The origin of the NVO can be traced to the establishment in the early 1990s of wavelength-oriented science archive centers for NASA mission datasets. These were the first comprehensive astronomy archive facilities having a close connection between data and expertise in calibrating and using the data. Also, during the 1990s several large-scale digital sky surveys were begun, most notably the Sloan and 2MASS surveys. The images and source catalogs derived from these surveys demonstrated the value of homogeneous, on-line datasets. In April 1999, the concept for a "National Virtual Observatory" arose at a meeting of the Decadal Survey Panel on Theory, Computation, and Data Discovery. In the following two years, a series of workshops and conferences were held to flesh out the concept of the VO. In September 2001, NSF's Information Technology Research program awarded $10M to a 17-organization collaboration led by Alex Szalay (JHU) and Paul Messina (Caltech) to build the infrastructure for the VO. Both the US NVO project and the Astrophysical Virtual Observatory, the European pilot VO effort, released their first science prototypes in January 2003.

 

The National Academy of Sciences Decadal Survey, "Astronomy and Astrophysics in the New Millennium", ranked the VO as first priority for small ($100M over ten years) projects:

 

Several small initiatives recommended by the committee span both ground and space. The first among them--the National Virtual Observatory (NVO)--is the committee’s top priority among the small initiatives. The NVO will provide a "virtual sky" based on the enormous data sets being created now and the even larger ones proposed for the future. It will enable a new mode of research for professional astronomers and will provide to the public an unparalleled opportunity for education and discovery. (Astronomy and Astrophysics in the New Millennium, p.14)
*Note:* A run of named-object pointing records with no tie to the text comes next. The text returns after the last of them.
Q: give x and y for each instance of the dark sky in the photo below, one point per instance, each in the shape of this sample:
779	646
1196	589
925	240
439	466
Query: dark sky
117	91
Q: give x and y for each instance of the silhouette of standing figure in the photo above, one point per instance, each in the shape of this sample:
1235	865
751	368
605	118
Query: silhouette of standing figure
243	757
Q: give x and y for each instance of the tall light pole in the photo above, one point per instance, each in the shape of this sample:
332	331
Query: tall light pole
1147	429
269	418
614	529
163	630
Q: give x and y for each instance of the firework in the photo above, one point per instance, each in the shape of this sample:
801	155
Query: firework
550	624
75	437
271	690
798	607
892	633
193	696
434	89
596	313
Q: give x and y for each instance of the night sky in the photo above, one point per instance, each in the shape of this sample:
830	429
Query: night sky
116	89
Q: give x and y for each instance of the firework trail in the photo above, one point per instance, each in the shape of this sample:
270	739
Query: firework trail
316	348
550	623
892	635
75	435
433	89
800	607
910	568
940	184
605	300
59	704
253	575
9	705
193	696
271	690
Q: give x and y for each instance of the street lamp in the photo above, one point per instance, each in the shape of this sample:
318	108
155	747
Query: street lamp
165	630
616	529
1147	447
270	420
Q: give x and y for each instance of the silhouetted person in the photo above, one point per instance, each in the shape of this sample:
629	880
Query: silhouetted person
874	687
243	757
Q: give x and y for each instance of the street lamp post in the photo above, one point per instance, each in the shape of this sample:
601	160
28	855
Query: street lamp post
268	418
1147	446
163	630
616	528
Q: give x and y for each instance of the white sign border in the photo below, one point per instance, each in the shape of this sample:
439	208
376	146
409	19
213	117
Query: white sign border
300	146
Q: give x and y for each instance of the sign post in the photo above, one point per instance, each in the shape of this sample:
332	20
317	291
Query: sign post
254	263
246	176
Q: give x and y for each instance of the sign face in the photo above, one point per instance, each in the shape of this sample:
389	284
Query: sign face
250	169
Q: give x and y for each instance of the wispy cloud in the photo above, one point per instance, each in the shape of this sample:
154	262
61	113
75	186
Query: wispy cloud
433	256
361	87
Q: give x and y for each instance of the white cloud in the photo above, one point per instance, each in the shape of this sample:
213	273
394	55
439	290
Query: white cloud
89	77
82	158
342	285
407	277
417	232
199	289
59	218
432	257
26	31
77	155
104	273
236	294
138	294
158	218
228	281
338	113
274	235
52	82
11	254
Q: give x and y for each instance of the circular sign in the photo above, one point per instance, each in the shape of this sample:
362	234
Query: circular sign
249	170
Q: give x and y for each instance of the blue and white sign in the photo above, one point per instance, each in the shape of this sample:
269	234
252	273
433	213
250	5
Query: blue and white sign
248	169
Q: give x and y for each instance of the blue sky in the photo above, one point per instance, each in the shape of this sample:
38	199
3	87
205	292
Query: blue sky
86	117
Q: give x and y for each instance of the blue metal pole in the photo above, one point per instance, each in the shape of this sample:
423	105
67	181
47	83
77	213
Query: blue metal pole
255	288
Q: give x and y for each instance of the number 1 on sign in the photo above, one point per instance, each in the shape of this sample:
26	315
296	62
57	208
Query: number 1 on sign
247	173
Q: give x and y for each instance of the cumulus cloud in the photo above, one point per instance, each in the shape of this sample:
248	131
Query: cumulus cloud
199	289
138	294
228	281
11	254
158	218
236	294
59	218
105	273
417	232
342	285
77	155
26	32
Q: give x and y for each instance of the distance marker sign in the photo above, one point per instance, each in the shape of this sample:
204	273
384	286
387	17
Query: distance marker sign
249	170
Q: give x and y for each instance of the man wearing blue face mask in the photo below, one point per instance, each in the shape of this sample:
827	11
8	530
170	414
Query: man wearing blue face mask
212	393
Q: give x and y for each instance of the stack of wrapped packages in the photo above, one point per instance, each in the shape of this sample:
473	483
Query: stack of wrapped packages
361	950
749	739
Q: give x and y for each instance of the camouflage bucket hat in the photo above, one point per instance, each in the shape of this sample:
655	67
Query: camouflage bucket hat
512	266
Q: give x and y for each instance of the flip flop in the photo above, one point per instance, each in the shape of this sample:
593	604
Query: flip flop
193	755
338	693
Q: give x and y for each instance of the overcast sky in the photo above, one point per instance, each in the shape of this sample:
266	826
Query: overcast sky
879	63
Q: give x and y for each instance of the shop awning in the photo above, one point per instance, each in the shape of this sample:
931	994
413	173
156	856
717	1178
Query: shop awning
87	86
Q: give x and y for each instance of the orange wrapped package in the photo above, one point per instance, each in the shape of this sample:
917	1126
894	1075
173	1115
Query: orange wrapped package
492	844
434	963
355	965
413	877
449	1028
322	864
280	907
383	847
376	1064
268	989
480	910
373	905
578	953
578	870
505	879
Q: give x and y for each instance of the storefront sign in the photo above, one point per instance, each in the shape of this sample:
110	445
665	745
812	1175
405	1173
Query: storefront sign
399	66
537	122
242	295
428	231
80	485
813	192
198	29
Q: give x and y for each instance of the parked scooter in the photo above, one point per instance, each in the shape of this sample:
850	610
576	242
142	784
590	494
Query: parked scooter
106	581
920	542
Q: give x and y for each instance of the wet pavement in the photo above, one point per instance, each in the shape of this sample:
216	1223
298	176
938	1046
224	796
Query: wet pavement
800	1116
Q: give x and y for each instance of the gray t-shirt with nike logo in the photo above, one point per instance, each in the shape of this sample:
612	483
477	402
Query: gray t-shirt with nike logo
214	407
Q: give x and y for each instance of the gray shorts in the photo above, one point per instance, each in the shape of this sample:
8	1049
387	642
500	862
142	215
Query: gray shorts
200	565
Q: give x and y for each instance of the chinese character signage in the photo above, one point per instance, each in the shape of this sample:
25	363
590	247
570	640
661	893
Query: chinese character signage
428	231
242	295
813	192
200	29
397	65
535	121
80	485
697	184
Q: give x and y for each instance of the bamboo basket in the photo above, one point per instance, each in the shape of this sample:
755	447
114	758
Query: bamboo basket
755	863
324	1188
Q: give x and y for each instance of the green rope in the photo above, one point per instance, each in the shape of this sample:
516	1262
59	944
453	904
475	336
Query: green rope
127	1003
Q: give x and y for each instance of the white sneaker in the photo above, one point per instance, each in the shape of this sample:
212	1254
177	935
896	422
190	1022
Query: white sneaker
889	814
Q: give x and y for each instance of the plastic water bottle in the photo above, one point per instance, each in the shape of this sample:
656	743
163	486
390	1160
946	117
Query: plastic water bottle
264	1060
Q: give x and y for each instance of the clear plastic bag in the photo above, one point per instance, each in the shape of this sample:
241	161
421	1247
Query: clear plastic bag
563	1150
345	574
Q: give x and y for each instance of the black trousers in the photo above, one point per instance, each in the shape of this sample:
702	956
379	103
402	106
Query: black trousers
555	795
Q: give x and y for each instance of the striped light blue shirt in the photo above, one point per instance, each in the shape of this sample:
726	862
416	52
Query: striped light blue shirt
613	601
The VO will enable a new way of doing astronomy, moving from an era of observations of small, carefully selected samples of objects in one or a few wavelength bands, to the use of multi-wavelength data for millions, if not billions of objects. Such datasets will allow researchers to discover subtle but significant patterns in statistically rich and unbiased databases, and to understand complex astrophysical systems through the comparison of data to numerical simulations. The VO will provide simultaneous access to multi-wavelength archives and advanced visualization and statistical analysis tools.

 

The Virtual Observatory comes about now as a result of the convergence of research interests (multiwavelength astrophysics, archival research, survey astronomy, and temporal astronomy) and information technology (Moore's law, digital detectors, the Internet, and data representation standards). Astronomy is well-positioned to exploit the IT revolution because of its early commitment to formatting standards (FITS), the now universal use of digital detectors, and an ever-broadening commitment to data preservation and data re-use.

 

The US NVO project is supported by the National Science Foundation's Information Technology Research Program under Cooperative Agreement AST-0122449 with The Johns Hopkins University.